A Python library to extract HTML tables from webpages and convert them to JSON format. Perfect for web scraping, data extraction, and converting tabular web data into structured JSON.

Features

  • Extract tables from URLs or HTML content
  • Clean and normalize table data
  • Handle complex table structures (thead, tbody, colspan, etc.)
  • Preserve links and images with automatic URL normalization
  • Specialized functions for ranking websites
  • Session support for better performance
  • Built-in logging and error handling
  • Save results directly to JSON files
  • Filter tables by size requirements
  • Type hints for better development experience
  • Comprehensive error handling

Installation

pip install webtable2json

Quick Start

from webtable2json import convert_url_to_json, WebTableToJSON

# Extract all tables from a URL
tables = convert_url_to_json("https://web.archive.org/web/20251115143556/https://www.nirfindia.org/Rankings/2025/ManagementRanking.html")

# Extract a specific table (0-based index)
table = convert_url_to_json("https://web.archive.org/web/20251115143556/https://www.nirfindia.org/Rankings/2025/ManagementRanking.html", table_index=0)
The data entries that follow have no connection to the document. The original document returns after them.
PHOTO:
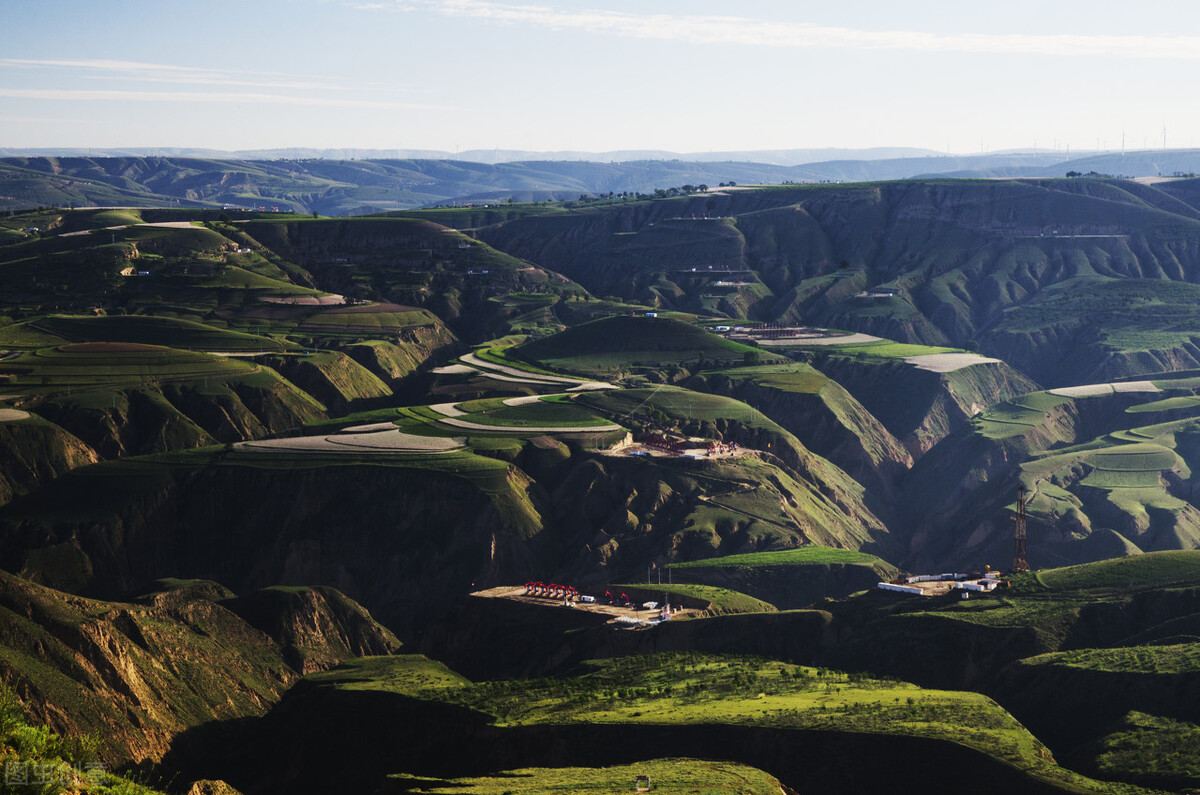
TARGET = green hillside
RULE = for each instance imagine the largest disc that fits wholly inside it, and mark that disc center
(621, 346)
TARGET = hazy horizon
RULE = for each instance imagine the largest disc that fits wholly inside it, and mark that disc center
(683, 77)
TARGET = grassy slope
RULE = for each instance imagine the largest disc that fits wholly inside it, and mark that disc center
(721, 601)
(666, 776)
(682, 689)
(619, 345)
(803, 556)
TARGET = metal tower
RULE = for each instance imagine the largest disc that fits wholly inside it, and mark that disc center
(1019, 562)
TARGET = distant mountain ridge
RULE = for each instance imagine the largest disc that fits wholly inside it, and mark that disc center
(307, 183)
(771, 156)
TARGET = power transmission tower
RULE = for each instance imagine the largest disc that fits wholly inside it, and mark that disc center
(1019, 538)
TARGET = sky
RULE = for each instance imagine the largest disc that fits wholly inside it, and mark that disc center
(690, 76)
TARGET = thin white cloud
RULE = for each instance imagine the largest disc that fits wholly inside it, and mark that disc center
(215, 97)
(144, 72)
(763, 33)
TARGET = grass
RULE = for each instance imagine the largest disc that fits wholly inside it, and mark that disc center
(503, 354)
(786, 377)
(151, 330)
(666, 777)
(39, 760)
(414, 674)
(676, 402)
(616, 345)
(538, 413)
(91, 365)
(366, 321)
(1017, 416)
(721, 601)
(1151, 569)
(697, 689)
(802, 556)
(1167, 404)
(1150, 748)
(1179, 658)
(885, 350)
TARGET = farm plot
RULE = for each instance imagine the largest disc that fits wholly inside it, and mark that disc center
(381, 441)
(153, 330)
(84, 365)
(543, 416)
(372, 320)
(1131, 466)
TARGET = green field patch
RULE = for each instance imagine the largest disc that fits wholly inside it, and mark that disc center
(786, 377)
(1151, 749)
(886, 350)
(1122, 479)
(243, 279)
(375, 318)
(801, 556)
(1134, 458)
(505, 356)
(1167, 404)
(27, 335)
(538, 413)
(676, 402)
(663, 776)
(1179, 658)
(409, 674)
(1151, 569)
(87, 365)
(153, 330)
(617, 345)
(723, 601)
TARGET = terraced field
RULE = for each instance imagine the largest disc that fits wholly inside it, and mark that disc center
(151, 330)
(801, 556)
(372, 320)
(91, 365)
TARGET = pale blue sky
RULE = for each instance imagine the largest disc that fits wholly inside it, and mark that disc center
(592, 75)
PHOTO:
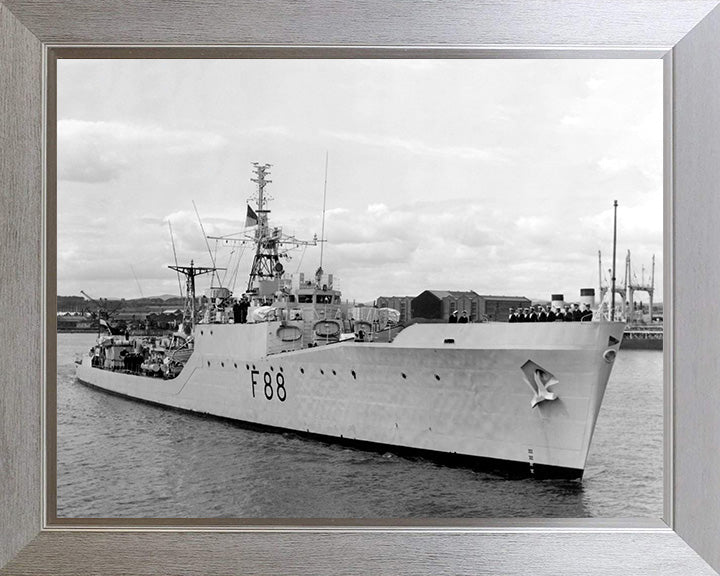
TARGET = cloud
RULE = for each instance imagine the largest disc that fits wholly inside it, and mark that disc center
(97, 151)
(419, 148)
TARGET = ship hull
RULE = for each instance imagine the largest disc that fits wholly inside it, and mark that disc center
(460, 394)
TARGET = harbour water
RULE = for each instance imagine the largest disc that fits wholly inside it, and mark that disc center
(118, 458)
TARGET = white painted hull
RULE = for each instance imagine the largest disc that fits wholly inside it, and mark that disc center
(468, 398)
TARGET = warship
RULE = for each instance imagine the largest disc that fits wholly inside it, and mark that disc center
(289, 356)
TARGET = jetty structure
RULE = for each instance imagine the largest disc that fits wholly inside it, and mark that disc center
(520, 397)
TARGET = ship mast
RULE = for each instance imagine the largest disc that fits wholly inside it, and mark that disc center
(266, 263)
(270, 243)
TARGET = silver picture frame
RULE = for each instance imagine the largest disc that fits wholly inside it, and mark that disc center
(685, 34)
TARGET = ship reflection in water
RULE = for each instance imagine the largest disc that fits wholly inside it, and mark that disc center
(118, 458)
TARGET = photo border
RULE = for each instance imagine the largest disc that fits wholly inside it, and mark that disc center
(53, 539)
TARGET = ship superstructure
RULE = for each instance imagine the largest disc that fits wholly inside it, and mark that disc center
(287, 355)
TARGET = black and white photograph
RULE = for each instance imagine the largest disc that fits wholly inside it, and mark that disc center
(359, 288)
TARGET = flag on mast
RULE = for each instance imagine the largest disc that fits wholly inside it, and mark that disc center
(251, 218)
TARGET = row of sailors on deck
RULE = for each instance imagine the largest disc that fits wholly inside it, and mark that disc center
(541, 314)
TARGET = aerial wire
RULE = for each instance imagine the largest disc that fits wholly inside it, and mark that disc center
(172, 239)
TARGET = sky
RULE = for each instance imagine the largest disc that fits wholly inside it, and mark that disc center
(497, 176)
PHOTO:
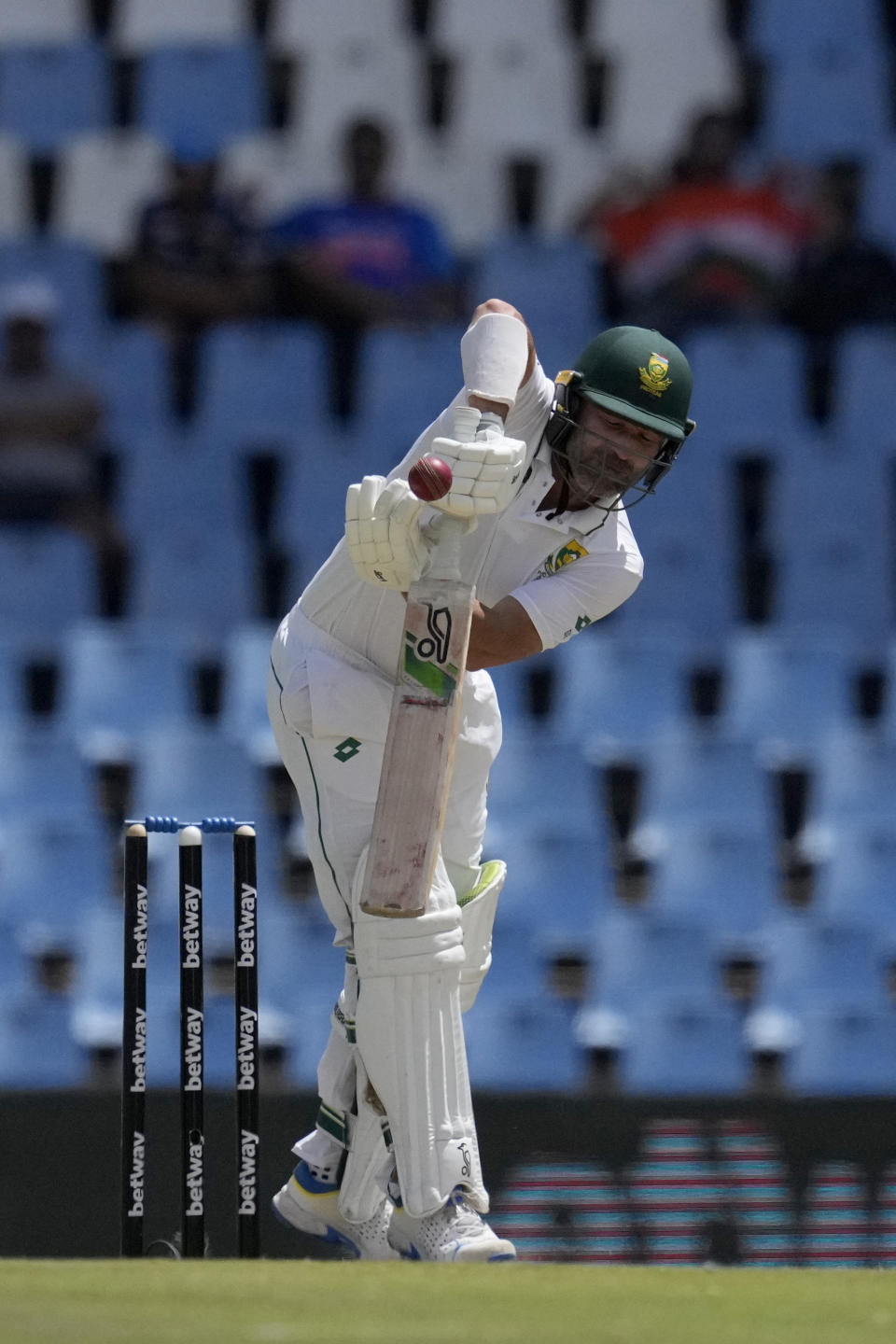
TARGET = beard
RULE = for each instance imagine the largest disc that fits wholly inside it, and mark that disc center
(593, 469)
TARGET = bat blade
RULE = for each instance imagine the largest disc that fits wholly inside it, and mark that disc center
(419, 749)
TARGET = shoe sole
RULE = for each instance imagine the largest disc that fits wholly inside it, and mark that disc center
(303, 1222)
(476, 1258)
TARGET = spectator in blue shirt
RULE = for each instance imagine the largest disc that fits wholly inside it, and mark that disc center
(196, 261)
(363, 259)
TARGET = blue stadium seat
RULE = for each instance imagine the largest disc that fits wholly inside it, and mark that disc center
(856, 874)
(559, 886)
(15, 652)
(525, 1044)
(36, 1046)
(49, 91)
(406, 378)
(55, 581)
(51, 870)
(846, 1053)
(645, 959)
(609, 689)
(684, 534)
(825, 105)
(244, 712)
(723, 873)
(193, 773)
(877, 201)
(703, 775)
(859, 408)
(768, 360)
(531, 272)
(785, 691)
(311, 510)
(51, 21)
(122, 679)
(76, 274)
(822, 964)
(829, 573)
(855, 779)
(138, 26)
(129, 369)
(14, 964)
(260, 381)
(201, 95)
(198, 574)
(565, 799)
(795, 27)
(43, 776)
(690, 1046)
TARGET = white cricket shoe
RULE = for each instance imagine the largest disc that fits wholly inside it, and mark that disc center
(312, 1207)
(455, 1233)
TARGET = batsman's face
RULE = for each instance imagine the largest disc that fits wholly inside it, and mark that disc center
(606, 454)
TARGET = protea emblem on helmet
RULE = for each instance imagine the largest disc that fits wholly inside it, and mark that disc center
(653, 378)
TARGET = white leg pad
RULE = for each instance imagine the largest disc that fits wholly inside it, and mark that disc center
(369, 1163)
(410, 1038)
(477, 916)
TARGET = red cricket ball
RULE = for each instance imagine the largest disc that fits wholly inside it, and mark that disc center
(430, 479)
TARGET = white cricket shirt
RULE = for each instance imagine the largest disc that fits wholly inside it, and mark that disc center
(566, 571)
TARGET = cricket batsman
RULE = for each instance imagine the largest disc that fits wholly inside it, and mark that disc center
(540, 475)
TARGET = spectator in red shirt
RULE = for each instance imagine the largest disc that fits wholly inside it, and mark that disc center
(702, 246)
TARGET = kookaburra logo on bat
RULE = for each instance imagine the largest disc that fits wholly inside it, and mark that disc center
(436, 647)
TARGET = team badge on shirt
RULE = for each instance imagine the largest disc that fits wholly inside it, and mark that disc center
(566, 555)
(653, 378)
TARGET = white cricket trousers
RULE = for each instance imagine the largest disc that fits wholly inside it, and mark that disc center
(329, 711)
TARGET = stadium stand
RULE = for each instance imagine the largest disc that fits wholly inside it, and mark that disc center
(498, 139)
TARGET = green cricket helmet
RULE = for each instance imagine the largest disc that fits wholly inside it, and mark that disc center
(635, 372)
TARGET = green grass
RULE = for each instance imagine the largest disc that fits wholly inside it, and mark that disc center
(287, 1301)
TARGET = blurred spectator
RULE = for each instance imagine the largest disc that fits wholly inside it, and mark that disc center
(363, 259)
(841, 278)
(49, 425)
(700, 246)
(196, 261)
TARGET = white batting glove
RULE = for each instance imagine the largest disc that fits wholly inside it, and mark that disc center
(383, 534)
(485, 469)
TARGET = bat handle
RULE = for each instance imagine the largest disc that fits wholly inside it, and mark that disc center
(446, 554)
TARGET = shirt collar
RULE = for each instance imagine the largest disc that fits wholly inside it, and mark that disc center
(540, 480)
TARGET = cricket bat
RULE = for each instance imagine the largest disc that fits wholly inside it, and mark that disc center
(422, 733)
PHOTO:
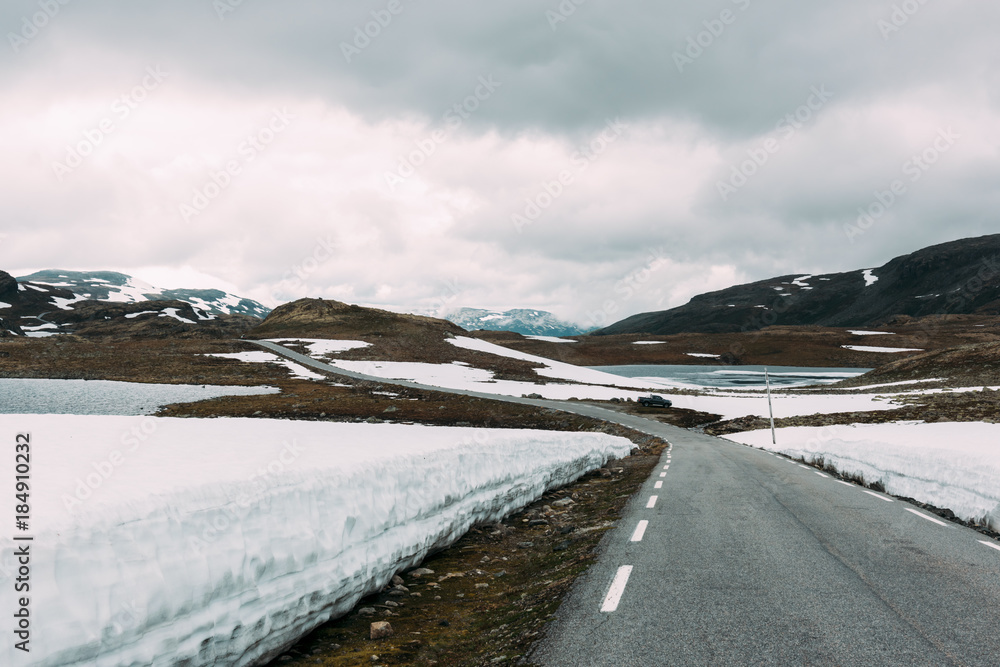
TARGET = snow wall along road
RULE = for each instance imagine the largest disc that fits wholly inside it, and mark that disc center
(219, 542)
# Use the class for more control
converter = WebTableToJSON()
result = converter.url_to_json("https://web.archive.org/web/20251115143556/https://www.nirfindia.org/Rankings/2025/ManagementRanking.html")

Usage Examples

Basic Table Extraction

from webtable2json import convert_url_to_json, save_tables_to_file

# Get all tables from a webpage
tables = convert_url_to_json("https://www.w3schools.com/html/html_tables.asp")

# Save to file
save_tables_to_file(tables, "extracted_tables.json")

for i, table in enumerate(tables):
    print(f"Table {i}: {table['row_count']} rows, {table['column_count']} columns")
    print(f"First row: {table['data'][0]}")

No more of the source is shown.